Tuesday, October 20, 2015

Leafing through North America's Wild (Pacific) Edge

I just received my own copy of The Wild Edge: Freedom to Roam the Pacific Coast, a gorgeous coffee-table book (that really is much more than a coffee-table book). The publisher Braided River calls it a photographic campaign for conservation, which is apt.


I was asked to contribute profiles of a dozen heroes of conservation for the book--a great experience. (I did most of the interviews by phone--for example, with a whale scientist in his office in Cabo San Lucas and, by satellite phone, with a Canadian activist in his boat off the coast of British Columbia's Great Bear Rainforest). The lead essays by Bruce Barcott, Philippe Cousteau, Eric Scigliano and others are excellent, compellingly spelling out the need for coast-wide conservation and lyrically describing all the ways the ocean, shoreline, and continent's edge from Baja to the Arctic are inextricably interconnected.

I mean, how could it not be?

This book is not only a great consciousness-raiser but pleasure to read and peruse.

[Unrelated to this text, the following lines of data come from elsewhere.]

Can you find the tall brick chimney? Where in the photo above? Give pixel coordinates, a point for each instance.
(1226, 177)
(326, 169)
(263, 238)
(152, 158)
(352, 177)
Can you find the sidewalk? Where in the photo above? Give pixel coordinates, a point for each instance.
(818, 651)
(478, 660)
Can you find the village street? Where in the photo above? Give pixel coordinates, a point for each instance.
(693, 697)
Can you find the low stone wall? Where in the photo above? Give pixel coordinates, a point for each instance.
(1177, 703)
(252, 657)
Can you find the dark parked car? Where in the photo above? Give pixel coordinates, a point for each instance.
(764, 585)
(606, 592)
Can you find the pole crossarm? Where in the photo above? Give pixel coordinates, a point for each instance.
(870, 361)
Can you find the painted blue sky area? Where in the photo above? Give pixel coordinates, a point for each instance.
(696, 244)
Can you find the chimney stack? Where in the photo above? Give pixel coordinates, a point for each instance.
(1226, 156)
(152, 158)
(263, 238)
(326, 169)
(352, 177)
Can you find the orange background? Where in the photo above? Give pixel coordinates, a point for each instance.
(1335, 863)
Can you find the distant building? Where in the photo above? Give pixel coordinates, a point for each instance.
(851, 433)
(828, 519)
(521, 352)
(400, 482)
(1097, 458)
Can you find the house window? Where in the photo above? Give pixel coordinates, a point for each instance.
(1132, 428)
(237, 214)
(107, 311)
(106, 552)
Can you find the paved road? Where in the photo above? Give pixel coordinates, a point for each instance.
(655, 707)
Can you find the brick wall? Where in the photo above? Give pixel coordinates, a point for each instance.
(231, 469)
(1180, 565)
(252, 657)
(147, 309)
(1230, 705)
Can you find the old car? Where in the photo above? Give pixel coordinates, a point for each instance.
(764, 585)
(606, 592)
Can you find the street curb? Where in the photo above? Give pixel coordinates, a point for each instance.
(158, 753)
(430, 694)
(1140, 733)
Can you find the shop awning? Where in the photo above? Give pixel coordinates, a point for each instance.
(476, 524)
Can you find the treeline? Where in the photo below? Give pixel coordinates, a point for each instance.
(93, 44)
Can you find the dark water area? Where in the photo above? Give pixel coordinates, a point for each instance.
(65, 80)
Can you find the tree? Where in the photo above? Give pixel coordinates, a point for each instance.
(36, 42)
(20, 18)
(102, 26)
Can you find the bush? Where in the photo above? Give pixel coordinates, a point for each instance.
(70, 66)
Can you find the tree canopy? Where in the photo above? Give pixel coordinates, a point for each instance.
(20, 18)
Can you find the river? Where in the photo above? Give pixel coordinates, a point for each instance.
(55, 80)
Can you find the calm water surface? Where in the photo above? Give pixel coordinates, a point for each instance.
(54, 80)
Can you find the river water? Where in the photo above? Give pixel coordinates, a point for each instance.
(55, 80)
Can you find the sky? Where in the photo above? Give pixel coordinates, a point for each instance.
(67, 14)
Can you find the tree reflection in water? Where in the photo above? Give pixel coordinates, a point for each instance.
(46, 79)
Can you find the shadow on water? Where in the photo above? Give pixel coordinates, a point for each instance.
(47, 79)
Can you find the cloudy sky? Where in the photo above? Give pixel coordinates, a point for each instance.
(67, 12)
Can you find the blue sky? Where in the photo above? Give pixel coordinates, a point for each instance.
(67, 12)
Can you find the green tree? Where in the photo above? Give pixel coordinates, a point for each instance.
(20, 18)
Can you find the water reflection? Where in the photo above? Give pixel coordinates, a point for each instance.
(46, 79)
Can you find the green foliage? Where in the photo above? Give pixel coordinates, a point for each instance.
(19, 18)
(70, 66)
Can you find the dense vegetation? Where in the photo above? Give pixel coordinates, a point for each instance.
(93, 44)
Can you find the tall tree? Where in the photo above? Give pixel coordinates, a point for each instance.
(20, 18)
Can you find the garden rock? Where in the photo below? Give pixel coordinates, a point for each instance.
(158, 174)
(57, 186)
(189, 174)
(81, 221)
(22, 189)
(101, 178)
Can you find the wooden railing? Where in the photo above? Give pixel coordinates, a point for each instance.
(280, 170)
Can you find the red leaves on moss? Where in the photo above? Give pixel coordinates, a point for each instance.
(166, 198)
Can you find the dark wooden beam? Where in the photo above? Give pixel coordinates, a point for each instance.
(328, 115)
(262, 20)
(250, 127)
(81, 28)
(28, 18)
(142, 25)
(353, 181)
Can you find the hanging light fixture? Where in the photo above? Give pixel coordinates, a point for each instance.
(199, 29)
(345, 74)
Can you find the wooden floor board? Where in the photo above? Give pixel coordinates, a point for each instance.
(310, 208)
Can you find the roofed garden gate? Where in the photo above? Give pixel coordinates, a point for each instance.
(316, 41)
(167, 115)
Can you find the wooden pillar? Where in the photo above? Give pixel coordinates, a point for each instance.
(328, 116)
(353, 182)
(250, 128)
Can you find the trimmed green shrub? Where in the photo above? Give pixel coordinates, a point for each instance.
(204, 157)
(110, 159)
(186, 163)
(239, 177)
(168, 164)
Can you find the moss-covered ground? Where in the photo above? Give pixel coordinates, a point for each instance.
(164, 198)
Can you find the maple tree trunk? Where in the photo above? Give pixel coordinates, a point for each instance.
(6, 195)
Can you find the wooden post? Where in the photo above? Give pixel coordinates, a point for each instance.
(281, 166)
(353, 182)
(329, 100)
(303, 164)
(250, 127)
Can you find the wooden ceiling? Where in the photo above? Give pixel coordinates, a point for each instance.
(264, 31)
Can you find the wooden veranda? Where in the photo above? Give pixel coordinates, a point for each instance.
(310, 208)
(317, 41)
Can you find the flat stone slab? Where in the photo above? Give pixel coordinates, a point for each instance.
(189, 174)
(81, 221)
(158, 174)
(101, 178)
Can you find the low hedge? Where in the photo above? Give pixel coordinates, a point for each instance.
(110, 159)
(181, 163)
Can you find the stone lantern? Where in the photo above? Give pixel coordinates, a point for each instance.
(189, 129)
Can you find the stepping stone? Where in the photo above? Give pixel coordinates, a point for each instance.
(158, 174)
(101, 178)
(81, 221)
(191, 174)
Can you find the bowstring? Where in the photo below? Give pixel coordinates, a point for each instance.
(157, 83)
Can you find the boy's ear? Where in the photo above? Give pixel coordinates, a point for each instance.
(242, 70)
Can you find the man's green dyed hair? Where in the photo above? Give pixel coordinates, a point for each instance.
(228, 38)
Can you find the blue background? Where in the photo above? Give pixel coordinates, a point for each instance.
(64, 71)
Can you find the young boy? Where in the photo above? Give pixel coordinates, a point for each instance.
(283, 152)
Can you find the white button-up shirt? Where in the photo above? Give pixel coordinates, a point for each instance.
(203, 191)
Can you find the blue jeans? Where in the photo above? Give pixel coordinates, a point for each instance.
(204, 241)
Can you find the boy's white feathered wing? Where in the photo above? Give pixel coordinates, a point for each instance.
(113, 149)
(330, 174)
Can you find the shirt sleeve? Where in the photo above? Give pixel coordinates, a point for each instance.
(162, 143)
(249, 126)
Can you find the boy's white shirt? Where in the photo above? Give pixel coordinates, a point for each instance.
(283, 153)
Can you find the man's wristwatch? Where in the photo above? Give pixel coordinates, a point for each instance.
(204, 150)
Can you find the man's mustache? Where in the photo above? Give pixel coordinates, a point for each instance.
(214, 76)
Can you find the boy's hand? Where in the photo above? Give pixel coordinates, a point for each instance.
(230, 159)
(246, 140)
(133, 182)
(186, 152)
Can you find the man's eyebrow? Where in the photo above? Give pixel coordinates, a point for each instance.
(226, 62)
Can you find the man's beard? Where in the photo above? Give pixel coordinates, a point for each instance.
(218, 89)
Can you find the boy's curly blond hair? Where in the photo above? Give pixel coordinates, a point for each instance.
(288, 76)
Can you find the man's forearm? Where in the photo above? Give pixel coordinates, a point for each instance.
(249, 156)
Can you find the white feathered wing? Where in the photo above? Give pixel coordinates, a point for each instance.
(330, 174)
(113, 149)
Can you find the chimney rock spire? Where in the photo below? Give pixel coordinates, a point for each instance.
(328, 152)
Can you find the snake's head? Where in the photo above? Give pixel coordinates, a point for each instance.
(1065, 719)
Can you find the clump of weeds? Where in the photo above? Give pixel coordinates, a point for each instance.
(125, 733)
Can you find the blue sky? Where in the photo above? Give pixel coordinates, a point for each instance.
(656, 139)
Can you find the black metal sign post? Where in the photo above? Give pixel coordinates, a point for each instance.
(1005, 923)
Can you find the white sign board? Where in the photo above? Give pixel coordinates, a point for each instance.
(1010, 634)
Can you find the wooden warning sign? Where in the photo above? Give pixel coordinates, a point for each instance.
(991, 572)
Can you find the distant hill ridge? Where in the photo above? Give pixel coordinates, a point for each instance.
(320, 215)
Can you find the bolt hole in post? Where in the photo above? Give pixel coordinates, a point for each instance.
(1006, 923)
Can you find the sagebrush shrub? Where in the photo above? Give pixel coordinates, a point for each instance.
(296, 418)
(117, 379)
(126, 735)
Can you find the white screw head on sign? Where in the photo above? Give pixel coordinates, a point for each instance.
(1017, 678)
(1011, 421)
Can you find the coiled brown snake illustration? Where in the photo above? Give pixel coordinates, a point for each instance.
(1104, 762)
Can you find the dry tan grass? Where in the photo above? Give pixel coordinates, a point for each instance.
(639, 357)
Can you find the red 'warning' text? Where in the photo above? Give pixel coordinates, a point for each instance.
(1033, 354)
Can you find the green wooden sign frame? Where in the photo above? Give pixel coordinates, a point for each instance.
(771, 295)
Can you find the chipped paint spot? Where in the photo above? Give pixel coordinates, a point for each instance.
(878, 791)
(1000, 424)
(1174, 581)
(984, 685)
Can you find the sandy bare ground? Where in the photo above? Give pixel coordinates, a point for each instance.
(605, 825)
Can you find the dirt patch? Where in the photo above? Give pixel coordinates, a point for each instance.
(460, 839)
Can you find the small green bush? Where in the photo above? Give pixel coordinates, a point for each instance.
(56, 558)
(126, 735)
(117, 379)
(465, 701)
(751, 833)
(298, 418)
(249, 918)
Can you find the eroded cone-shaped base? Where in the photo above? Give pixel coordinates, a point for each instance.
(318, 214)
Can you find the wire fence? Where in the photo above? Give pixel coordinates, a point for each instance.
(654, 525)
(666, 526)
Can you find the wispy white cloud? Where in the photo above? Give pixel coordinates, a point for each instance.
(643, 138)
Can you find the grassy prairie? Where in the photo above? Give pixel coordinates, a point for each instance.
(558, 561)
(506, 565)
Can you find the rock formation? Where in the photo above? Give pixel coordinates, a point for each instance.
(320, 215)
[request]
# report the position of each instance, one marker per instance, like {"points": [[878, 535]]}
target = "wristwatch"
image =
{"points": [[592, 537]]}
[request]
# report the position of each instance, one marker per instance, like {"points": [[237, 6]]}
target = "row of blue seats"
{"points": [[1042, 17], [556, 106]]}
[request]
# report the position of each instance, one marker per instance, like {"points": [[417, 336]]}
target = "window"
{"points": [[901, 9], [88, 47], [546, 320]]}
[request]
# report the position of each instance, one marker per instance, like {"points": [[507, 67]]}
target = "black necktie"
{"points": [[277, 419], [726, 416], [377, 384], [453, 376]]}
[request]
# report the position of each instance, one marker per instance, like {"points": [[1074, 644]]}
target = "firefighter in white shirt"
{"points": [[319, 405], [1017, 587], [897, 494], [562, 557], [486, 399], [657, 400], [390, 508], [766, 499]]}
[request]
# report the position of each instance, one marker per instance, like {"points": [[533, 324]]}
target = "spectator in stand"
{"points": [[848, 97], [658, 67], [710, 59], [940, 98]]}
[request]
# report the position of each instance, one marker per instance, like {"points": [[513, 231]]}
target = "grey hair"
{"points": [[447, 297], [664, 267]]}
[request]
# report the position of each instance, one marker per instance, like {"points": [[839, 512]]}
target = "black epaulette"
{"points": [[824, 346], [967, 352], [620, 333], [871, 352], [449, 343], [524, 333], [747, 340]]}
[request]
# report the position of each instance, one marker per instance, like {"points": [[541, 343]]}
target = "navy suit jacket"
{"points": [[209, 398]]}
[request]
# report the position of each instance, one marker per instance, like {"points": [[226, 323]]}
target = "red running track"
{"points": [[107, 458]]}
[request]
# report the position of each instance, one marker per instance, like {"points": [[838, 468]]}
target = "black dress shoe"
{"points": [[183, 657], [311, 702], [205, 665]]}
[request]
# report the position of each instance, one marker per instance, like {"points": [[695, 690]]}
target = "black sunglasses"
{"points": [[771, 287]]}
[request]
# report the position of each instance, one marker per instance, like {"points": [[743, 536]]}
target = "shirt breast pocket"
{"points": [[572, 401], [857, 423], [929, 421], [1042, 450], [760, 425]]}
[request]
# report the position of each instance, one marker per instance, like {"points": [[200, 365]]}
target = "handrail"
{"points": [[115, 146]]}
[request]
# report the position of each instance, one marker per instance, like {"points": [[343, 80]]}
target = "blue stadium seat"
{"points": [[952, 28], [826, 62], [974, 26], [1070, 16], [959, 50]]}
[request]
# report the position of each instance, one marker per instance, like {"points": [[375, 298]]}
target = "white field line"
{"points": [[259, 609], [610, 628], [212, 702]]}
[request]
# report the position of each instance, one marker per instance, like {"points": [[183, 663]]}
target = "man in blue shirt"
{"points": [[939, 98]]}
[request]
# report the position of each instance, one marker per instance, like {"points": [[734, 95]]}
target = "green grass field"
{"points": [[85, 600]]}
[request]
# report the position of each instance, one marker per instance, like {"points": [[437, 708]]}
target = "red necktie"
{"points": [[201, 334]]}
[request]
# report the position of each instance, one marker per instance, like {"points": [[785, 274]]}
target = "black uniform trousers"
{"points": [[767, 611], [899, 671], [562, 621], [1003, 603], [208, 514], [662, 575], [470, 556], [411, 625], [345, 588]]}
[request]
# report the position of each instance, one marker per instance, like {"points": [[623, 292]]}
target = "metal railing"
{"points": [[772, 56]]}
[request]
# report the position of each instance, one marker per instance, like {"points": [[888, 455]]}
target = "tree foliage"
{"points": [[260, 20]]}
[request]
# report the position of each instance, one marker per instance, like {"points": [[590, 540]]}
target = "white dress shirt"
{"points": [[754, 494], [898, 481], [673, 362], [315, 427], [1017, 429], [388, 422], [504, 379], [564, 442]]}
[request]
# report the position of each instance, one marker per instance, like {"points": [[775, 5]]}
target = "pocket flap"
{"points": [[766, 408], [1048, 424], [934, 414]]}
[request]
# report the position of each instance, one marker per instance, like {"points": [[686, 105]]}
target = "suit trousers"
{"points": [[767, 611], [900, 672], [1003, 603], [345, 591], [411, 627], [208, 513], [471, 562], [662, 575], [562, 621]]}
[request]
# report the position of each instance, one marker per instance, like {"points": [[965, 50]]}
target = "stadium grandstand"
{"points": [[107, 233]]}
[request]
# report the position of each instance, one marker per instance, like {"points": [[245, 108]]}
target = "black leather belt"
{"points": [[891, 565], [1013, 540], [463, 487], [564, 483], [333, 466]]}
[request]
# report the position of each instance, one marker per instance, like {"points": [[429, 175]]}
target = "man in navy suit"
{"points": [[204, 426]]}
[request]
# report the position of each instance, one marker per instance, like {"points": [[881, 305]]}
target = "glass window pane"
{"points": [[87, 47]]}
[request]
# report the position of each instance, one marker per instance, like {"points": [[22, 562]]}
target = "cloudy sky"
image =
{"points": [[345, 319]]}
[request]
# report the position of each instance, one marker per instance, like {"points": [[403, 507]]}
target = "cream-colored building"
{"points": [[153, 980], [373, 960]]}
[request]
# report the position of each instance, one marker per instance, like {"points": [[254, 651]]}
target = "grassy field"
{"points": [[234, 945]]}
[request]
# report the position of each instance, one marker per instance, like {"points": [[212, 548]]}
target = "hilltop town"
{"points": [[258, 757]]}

People interested in the Oregon Coast Trail, people who love the Oregon Coast, ought to check out The Wild Edge. The publishers have developed a beautiful website to support it, at thewildedge.org.

And if you're in the area, North Coast Land Conservancy is throwing a book-release party and celebration of coastal conservation at the Red Building in Astoria this Friday, Oct. 23.

1 comment:

  1. With photography by Florian Schulz it has to be visually stunning as well!